Jim Hesson has a head start on his New Year’s resolutions. After smoking for 45 years he has been tobacco-free for more than two months, and he couldn’t be happier about it. Hesson knew for years he should quit smoking and, as with other smokers, had even tried to quit once before. He had been told by doctors he had the beginning stages of emphysema and chronic obstructive pulmonary disease, and even that wasn’t enough to overcome his desire to keep smoking.
Hesson’s smoking history is typical of many smokers. Both his parents smoked and he started dabbling with cigarettes in his teens. At 18 he joined the Army; many of his fellow soldiers smoked and cigarettes were included in their C-rations. He never thought he’d become addicted and still be smoking 45 years later.
Hesson’s denial of the serious nature of his nicotine addiction was similar to other addictions.
“I told myself, ‘It won’t happen to me,’ and ‘This one cigarette won’t do much damage,’” Hesson said. “The problem was I was smoking almost two packs a day and it was happening to me.”
Smoking began to impact his passion for hunting, forcing him to stay behind in the skiff, unable to breathe well enough to hike. His moustache and fingertips had turned yellow. Yet, voicing the ambivalence of many smokers, he “wanted to quit but didn’t want to quit.”
So, why did Hesson quit? While a patient at Bartlett Regional Hospital for an unrelated illness, he was approached by tobacco treatment specialist Lynda Koski. Like every other patient entering the hospital, he was asked if he smoked and if he wanted to quit. Though Hesson doesn’t remember saying he wanted to quit when asked, Lynda paid him a visit anyway. She told him about the 7-week “Let’s Quit” class she would be facilitating, and he agreed to come and check it out.
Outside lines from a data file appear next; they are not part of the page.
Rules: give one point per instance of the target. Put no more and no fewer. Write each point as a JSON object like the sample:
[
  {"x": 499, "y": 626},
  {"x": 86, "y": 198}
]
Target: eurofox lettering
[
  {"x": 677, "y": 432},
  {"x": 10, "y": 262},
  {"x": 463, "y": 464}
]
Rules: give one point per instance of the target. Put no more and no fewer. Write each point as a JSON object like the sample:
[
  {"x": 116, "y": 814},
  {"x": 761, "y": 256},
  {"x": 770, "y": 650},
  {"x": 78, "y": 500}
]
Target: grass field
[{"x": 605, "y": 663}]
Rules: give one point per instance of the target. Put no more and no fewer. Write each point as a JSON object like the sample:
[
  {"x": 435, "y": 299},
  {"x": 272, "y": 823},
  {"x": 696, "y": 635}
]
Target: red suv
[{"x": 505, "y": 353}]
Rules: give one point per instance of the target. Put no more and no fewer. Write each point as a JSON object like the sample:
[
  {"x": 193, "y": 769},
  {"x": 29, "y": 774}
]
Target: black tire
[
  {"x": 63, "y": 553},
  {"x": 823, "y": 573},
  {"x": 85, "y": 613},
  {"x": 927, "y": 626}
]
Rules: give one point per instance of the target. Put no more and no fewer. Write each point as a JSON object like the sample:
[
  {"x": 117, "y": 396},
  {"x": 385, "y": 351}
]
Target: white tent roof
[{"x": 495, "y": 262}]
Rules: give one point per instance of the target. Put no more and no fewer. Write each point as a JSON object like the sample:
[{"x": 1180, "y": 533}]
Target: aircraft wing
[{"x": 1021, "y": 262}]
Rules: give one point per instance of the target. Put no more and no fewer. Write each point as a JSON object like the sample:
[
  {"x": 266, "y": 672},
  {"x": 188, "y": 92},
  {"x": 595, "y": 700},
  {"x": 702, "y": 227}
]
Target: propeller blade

“I almost didn’t go to the first meeting, but I’m glad I did,” Hesson recalled. “We weren’t asked to quit until the third meeting, and we worked on setting a ‘quit date’ and preparing a ‘quit plan.’ We were allowed to evolve into the idea of quitting. I was never into group things or meetings, but after every class I felt pumped and looked forward to the next one. It’s really the positive power of peer pressure. You learn from others and get support.”
Over the 7-week period, Hesson learned many facts about nicotine addiction, the physical and behavioral science of quitting and staying quit. He learned that trying to quit cold turkey has been found to have the lowest success rate, that nicotine is as addictive or as difficult to kick as heroin, and that using nicotine replacement therapy and/or anti-craving medications, in addition to behavioral change and peer support, was the best way to quit smoking. He also learned how to use patches and lozenges for nicotine withdrawal.
“The cravings I have now are psychological, not physical; like during the holidays, or just driving home from work,” he said. “But now I have tools to use like ‘this feeling will pass’, or driving home a different route.”
He also found that telling friends about his quitting made him feel accountable and provided support in addition to the group.
Addressing the possibility of relapse is another tool taught to participants. They practice an exercise called “What am I going do if…?” to have a plan in place when triggers to smoke or cravings arise. They were warned not to get over-confident, that just like other addictions, the potential for relapse is very real.
When asked what is different now that he’s quit, Hesson’s enthusiasm is evident. “It’s so cool not to have to worry about how long an airplane flight is, or having enough cigarettes, or having to go outside in the cold to smoke, or being seen smoking, or smelling bad and worried someone in the grocery store will smell it on you. My breathing has improved significantly and my health is way better. I shoveled the driveway this morning and felt great.”
• Wendy Hamilton is the Tobacco Program Manager for the National Council on Alcoholism and Drug Dependence.